Australia’s Federal Parliament are debating whether to change the Migration Act – allowing asylum seekers to be sent offshore to Malaysia or Nauru for processing.

Refugee advocates are nervously awaiting Parliament’s decision to change the Migration Act, which will allow asylum seekers to be processed offshore.

If an election were held now, most recent polls show the Government are set to lose power, so refugee groups are concerned at how changing the Act will affect both the Government and the Opposition’s refugee strategies.

Prime Minister Julia Gillard is pushing to amend the act, in an effort to resuscitate her troubled Malaysian Solution.

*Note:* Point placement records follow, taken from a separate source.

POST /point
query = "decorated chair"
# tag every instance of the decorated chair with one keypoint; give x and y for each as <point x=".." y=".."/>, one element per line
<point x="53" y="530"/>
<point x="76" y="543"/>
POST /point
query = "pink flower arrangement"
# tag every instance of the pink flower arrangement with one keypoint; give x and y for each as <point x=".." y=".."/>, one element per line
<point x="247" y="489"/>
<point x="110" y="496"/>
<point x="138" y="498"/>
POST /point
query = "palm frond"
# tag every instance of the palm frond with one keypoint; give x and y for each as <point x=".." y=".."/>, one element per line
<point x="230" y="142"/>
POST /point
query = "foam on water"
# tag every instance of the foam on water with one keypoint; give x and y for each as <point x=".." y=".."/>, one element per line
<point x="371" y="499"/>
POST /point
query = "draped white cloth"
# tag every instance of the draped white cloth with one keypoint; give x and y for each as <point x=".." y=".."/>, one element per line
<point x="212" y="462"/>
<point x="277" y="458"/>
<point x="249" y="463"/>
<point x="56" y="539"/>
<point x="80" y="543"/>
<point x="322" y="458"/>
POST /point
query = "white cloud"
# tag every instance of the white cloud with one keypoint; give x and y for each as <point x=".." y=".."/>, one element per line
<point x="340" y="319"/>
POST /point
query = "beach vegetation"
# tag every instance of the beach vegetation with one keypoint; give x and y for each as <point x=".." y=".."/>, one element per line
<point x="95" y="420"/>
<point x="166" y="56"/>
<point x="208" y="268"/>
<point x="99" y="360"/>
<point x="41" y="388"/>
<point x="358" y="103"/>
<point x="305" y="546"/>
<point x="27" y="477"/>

The Opposition want to restore their offshore detention strategies – in place prior to 2007.

Opposition spokesman Andrew Robb says the Nauru Detention Centre would be immediately reinstated if his party were re-elected.

“We would pick up the phone to the president of Nauru and reopen that facility,” Mr Robb said.

Refugee groups do not approve this outcome, despite Nauru, unlike Malaysia – being signatories to the Refugee Convention.

Melbourne Asylum Seeker Resource Centre Campaign Manager Pamela Curr wants the government to process all asylum claimants inside Australia, describing Nauru as a barren island with prison-camp conditions.

“We are trying to export this problem to our impoverished neighbours,” Ms Curr said.

According to Ms Curr, with uprisings against totalitarian regimes flaring up across the Middle East, the number of refugee arrivals to Australia will continue to swell.